(1.) IN these appeals the Court is called upon to decide the effect of the will of one Sundaram, who died in the month of July 1983. The testator had two sons, Shanmugam and Sethuraman, and a daughter, the plaintiff in the two suits which have given rise to the appeals. Shanmugam predeceased his father. He left a widow Swar -navalli, but no issue. Sethuraman died on 23rd February 1936 and Swarnavalli in March 1940. Sundaram executed a will dated 29th January 1933 in which he purported to leave for charitable purposes the net income of the properties described in the document, after deducting certain sums for the maintenance of his son Sethuraman and his daughter -in -law Swarnavalli. The properties were described by the testator as being his own. One of the questions in the appeals is whether the properties belonged to the joint family. Another question is assuming that the testator had the right to dispose of the properties by a will, whether the directions amounted to a dedication to charitable uses or merely created a charge for such uses. It is quite clear that the testator intended that Sethuraman and Swarnavalli should act as trustees of the charities mentioned in the will, and that they did so act has been found as a fact. It is also said on behalf of the appellants that even if the properties belonged to the joint family, as the Subordinate Judge has found, the plaintiff is not in a position to challenge the validity of the endowments as Sethuraman accepted as being valid the provisions of the will and acted as a trustee of the charities named therein.
(2.) IN O.S. No. 90 of 1942, filed on 18th November 1942, namely, two years and eight months after the death of Swarnavalli, the plaintiff claimed the estate as the heir of her brother on the basis that the will was invalid She averred that her father had torn up the will. This allegation was entirely false and it is now accepted on her behalf that her father did leave the will relied upon by the defendants and that it was executed by him when in full possession of his faculties. In this suit the plaintiff sought to set aside certain alienations of properties covered by the will for which Swarnavalli was responsible when she was acting as the sole trustee of the charities declared in the will after her husband's death. Appeal No. 113 of 1944 is from the decree passed in O.S. No. 90 of 1942. The appellants are defendants 5 and 6, who are two of the alienees. The plaintiff filed Order Section No. 15 of 1943 to recover another lot of property alleged by her to belong to her father's estate. It was in the possession of defendant 2, who claimed to be a usufructuary mortgagee of it. The mortgage had been created by Swarnavalli after her husband's death and the plaintiff said that it was invalid. The suit was decreed and Appeal No. 43C of 1914 is the result. The two suits were dealt with in a common judgment. The appeals can also be dealt with together.

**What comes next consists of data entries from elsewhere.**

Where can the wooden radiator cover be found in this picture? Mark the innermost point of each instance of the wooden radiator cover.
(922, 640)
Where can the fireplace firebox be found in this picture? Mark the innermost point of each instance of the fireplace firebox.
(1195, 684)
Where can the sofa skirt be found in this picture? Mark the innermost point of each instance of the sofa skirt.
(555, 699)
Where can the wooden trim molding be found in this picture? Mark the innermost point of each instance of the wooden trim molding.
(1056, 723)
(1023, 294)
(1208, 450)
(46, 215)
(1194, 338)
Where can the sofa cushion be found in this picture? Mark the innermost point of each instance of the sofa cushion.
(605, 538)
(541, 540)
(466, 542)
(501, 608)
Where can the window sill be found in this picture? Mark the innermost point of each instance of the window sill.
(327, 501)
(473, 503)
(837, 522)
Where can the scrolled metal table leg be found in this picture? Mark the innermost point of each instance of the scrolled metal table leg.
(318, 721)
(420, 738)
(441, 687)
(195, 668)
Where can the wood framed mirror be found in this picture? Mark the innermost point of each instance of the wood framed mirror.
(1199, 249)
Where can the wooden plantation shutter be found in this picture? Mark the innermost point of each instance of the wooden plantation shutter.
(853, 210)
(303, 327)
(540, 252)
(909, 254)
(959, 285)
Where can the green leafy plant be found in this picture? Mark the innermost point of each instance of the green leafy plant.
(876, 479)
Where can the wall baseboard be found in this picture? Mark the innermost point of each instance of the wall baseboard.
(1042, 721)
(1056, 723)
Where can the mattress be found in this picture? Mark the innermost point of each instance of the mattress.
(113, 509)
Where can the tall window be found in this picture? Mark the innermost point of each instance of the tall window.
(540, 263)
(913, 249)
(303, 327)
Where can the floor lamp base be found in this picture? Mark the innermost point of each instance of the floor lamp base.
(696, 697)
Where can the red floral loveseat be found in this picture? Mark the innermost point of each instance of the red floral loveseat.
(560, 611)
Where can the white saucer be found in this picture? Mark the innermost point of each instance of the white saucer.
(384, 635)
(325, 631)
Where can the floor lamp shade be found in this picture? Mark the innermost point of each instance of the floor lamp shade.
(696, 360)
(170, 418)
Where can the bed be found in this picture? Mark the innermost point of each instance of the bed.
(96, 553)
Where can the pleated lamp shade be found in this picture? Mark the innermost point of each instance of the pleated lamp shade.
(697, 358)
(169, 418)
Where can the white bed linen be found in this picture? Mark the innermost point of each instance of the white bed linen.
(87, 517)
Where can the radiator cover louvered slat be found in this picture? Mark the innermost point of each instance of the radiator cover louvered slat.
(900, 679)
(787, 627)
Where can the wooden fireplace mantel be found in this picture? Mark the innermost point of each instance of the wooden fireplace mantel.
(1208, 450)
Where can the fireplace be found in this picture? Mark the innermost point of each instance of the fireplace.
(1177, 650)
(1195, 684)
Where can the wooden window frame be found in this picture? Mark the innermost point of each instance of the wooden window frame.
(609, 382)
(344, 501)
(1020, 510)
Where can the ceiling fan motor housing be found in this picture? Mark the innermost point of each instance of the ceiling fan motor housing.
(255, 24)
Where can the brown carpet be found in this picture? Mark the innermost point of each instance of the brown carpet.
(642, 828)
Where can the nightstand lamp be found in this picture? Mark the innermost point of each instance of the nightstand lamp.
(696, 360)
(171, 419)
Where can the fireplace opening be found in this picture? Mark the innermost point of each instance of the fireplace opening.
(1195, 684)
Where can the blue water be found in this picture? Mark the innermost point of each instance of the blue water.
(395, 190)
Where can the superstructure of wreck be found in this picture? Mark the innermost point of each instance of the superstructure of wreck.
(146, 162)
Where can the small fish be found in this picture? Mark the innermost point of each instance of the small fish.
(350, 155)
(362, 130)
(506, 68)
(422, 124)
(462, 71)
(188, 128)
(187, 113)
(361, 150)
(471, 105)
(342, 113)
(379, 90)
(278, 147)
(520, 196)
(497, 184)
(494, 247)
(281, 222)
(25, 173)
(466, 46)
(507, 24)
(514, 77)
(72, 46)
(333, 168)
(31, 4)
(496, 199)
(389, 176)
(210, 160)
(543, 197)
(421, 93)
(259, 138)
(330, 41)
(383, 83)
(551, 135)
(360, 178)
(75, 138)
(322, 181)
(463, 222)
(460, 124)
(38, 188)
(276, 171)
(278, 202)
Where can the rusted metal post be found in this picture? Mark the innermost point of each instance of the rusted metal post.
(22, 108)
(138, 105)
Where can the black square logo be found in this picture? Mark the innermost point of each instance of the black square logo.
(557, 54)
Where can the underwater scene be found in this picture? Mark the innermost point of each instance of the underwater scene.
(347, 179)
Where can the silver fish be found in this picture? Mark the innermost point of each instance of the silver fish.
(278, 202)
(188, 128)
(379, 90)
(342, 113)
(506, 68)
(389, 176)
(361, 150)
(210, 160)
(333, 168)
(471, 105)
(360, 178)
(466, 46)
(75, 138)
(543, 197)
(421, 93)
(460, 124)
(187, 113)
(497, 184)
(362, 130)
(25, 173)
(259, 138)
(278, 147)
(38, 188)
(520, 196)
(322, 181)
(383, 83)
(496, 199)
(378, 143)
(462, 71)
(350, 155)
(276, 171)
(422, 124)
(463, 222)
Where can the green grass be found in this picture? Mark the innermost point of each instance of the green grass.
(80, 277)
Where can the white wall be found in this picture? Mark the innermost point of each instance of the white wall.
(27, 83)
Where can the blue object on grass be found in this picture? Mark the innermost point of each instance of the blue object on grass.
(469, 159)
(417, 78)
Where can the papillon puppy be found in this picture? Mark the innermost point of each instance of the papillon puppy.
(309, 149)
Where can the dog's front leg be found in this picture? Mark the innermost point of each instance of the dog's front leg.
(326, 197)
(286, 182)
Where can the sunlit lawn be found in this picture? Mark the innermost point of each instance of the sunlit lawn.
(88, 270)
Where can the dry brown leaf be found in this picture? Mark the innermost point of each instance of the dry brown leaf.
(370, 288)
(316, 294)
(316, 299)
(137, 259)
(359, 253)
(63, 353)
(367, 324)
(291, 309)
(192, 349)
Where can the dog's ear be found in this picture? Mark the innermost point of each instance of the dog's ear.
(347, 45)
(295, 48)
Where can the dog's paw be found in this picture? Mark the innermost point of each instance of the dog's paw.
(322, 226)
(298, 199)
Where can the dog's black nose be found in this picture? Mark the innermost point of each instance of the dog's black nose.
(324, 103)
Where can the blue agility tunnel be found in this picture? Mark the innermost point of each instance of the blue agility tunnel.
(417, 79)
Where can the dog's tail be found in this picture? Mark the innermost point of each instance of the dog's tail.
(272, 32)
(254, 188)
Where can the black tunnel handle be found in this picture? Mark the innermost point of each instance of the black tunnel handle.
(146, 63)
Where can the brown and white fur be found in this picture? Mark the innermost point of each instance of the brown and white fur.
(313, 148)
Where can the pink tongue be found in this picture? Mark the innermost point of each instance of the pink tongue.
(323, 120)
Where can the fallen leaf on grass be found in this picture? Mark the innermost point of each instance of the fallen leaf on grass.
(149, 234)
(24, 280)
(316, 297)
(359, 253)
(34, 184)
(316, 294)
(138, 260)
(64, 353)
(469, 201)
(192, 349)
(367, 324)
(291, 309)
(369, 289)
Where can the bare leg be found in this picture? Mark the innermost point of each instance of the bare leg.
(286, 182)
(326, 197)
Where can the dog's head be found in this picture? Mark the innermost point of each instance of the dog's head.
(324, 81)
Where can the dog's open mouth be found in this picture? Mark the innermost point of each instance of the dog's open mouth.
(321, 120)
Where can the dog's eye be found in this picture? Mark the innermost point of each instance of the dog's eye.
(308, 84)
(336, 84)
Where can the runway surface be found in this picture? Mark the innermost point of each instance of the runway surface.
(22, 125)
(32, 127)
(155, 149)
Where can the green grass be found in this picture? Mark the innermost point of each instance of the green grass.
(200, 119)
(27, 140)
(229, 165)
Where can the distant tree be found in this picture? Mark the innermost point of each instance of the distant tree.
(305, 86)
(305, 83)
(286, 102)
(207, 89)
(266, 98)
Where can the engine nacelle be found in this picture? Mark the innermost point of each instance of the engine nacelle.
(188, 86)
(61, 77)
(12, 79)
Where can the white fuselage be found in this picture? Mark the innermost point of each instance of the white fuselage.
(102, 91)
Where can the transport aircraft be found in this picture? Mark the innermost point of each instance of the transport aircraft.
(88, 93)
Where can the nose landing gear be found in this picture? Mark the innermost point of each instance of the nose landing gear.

(3.) IN the first place, we will deal with the question whether the properties covered by the will belonged to the testator in his own right or whether they belonged to the joint family. The testator was a carpenter and as such did not earn more than Re. 1 -8 -0 per diem. His father was one Nallaperumai who died many years ago. Nallaperumal had another son, Ramalingam. When Nallaperumal died he left property which became ancestral property in the hands of his sons. In 1903 the sons decided to separate. The movable properties of the joint family were partitioned in that year. Sundaram's share of these properties amounted to Rs. 3500, represented by debts due to the joint family. In 1306 the immovable properties were partitioned and to Sundaram was allotted property valued in the deed of partition at as. 1200. The learned Subordinate Judge says that this was probably an undervaluation. While we can well believe this to be the case, we will assume that it was its true value. Therefore, by 1907 Sundaram became the owner of what was ancestral property to the value of Rs. 4700. Admittedly he carried on a money -lending business. He could only have carried on this business with what he had received in the partition with his brother. Certainly his earnings as a carpenter would not have been sufficient to provide the capital for a money -lending business. He was obviously of a thrifty nature. In addition to money -lending he conducted chit funds in his own name, but here again the capital required for them could only have come from the nucleus of the ancestral properties and what he had made out of them. It was not until 1917 that he was in a position to buy the first of the immovable properties which stood in his name at the time of his death. The value of these properties was some Rs. 38,000. The Subordinate Judge has hold that they must have been acquired out of the nucleus of the ancestral properties which fell to Sundaram's share in the partition with his brother. With this opinion we are in full agreement. He had no capital apart from that which came to him in 1903 and 1906. The ancestral properties which he received in these years provided a sufficient nucleus for the acquisition in the course of years of the properties in suit and therefore the burden of proving that they belonged to the testator in his own right lay upon the appellants. They have certainly not discharged the burden.